- Other names: Basaloid large cell lung cancer (Bas-LCLC)
- Specialty: Oncology/pulmonology

= Basaloid large cell carcinoma of the lung =

Basaloid large cell carcinoma of the lung, is a rare histological variant of lung cancer featuring certain distinctive cytological, tissue architectural, and immunohistochemical characteristics and clinical behavior.

==Classification==
Lung cancer is a large and exceptionally heterogeneous family of malignancies. Over 50 different histological variants are explicitly recognized within the 2004 revision of the World Health Organization (WHO) typing system ("WHO-2004"), currently the most widely used lung cancer classification scheme.

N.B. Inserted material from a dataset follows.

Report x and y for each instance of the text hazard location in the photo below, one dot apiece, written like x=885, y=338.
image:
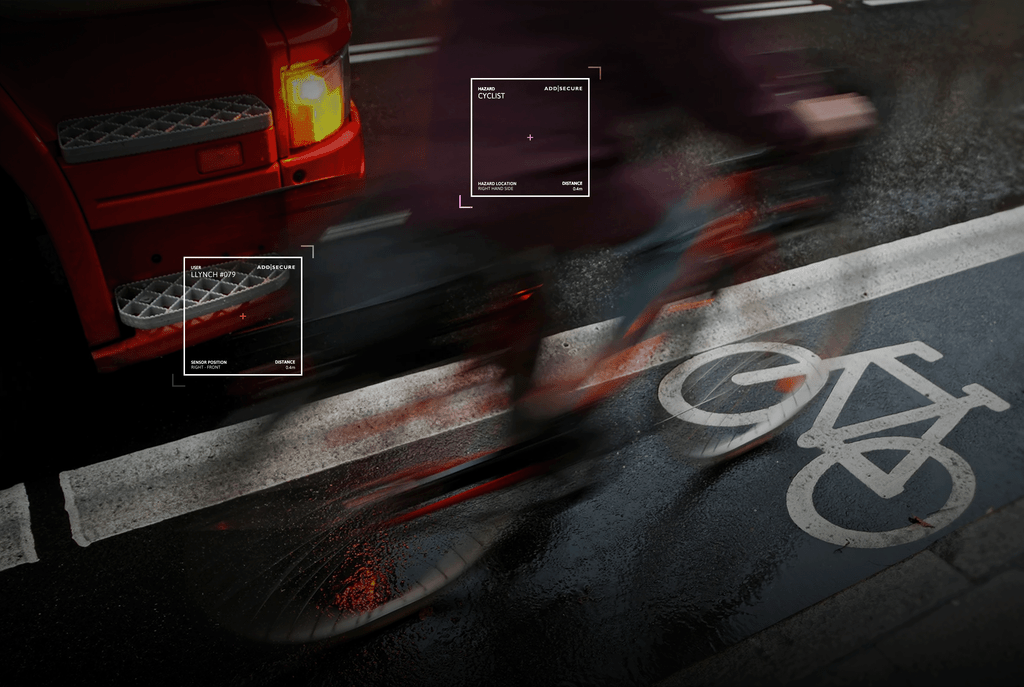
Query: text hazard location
x=529, y=137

Many recognized lung cancer variants are rare, recently described and poorly understood. However, since different forms of malignant tumors generally exhibit diverse genetic, biological and clinical properties, including response to treatment, accurate classification of lung cancer cases are critical to ensuring that patients with lung cancer receive optimum management.

==Diagnosis==
Like other forms of lung cancer, Bas-LCLC is ultimately diagnosed after a pathologist examines a tumor sample containing viable malignant cells and tissue under a light microscope and identifies certain particular characteristics.

===Staging===
Staging of Bas-LCLC patients is usually performed in an analogous fashion to patients with other non-small cell lung carcinoma.

==Treatment==
Because of its rarity, there have been no clinical trials conducted on pure Bas-LCLC.

Generally, variants of the 4 major lung cancer subtypes (squamous cell carcinoma, small cell carcinoma, adenocarcinoma, large cell carcinoma) are treated according to protocols designed for the major subtype.

==Prognosis==
Bas-LCLC are considered to have a particularly poor prognosis, even compared to other forms of lung cancer. However, not all studies have confirmed this.

==Epidemiology==
Basaloid carcinomas of the lung (like nearly all other recognized subtypes of lung cancer) are highly associated with tobacco smoking. Basaloid architecture in pulmonary carcinomas have been shown to be particularly prevalent in smokers with heavy exposure,

==History==
Basaloid forms of lung carcinoma were first described in the peer-reviewed medical literature by Dr. Elisabeth Brambilla and her colleagues in 1992. They were first recognized as distinct clinicopathological variants of both squamous cell and large cell lung cancers in 1999, within the third revision of the World Health Organization lung tumor typing and classification scheme.